I’m rising from the sofa when the knock comes at the door. Quickly, I check the door camera on my phone. Ben. I consider not opening it. A minute passes, then it comes again.
“Antonia.” Ben’s voice filters through the wood. I could pretend not to hear him. “Antonia, please open the door. It’s Ben.”
I give in and go to open the door.
“We need to have a conversation.” He looks ten years older than when I left him just over an hour ago. A man drained, tired, eyes dark, exhausted even.
“You should be with your family,” I tell him. “They need you today.”

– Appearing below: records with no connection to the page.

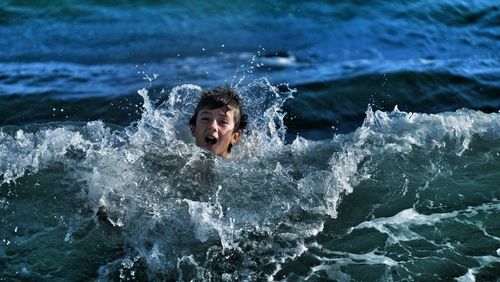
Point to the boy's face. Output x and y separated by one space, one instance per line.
214 130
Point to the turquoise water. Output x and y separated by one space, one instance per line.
373 151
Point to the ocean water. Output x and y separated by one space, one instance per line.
373 149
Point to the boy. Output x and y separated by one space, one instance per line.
218 121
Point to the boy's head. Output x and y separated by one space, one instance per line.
218 121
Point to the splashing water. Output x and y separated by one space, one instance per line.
170 210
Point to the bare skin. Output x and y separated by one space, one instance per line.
214 131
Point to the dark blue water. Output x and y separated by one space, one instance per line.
373 154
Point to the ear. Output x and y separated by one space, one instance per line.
193 129
236 136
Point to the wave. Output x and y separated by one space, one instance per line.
173 211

“They told me to come here.”
I block the doorway, keeping him outside, placing my hand on the frame. “You should be with your family,” I say again.

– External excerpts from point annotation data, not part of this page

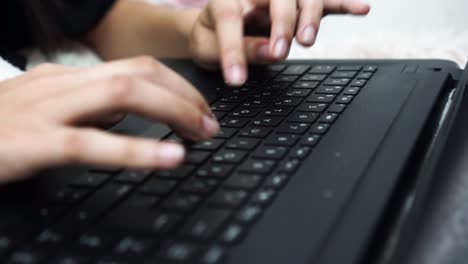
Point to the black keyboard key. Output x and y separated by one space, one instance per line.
268 94
270 121
276 67
223 106
242 143
319 129
228 198
310 140
301 93
343 74
285 78
197 157
328 118
256 103
214 170
95 206
337 108
344 99
249 214
337 82
364 75
213 255
321 98
182 203
229 156
234 98
235 122
107 170
279 85
140 201
199 186
178 252
232 234
255 132
358 83
305 85
312 107
314 77
242 181
67 195
277 181
245 112
281 140
132 247
296 70
300 152
270 152
158 187
322 69
70 259
225 133
329 90
146 222
288 102
349 68
278 111
303 117
90 243
26 257
133 176
205 223
219 115
289 166
263 197
209 145
293 128
370 69
50 237
257 166
90 180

He shakes his head. “It’s not the time to be stubborn.”
“Stubborn? Better stubborn than stupid,” I snap.
He winces. He knows I’m right. Today’s on him. Bad decisions led to hurt feelings and my broken heart.
“Today is a day for your family, not to be with me,” I continue, not wanting to let it go, not wanting to stop telling him why he was so wrong. The urge to cram words between us surges. If I keep speaking, he can’t. “Go home.”
“Amy and Liam told me to come. You’re here.” He pauses, taking a breath. “Bex isn’t.”
My eyes pop. I can’t believe he said that. It wasn’t nasty, just a fact. The truth. But it still feels harsh, cutting to the bone of the issue.
He swallows. “Bex had the biggest heart. She wouldn’t want you in pain or alone when you’re dealing with this. You have to trust me on that. I knew her for a long time. I knew who she was. I may not have gone about things the right way, but you didn’t need to be alone today. And neither did I.”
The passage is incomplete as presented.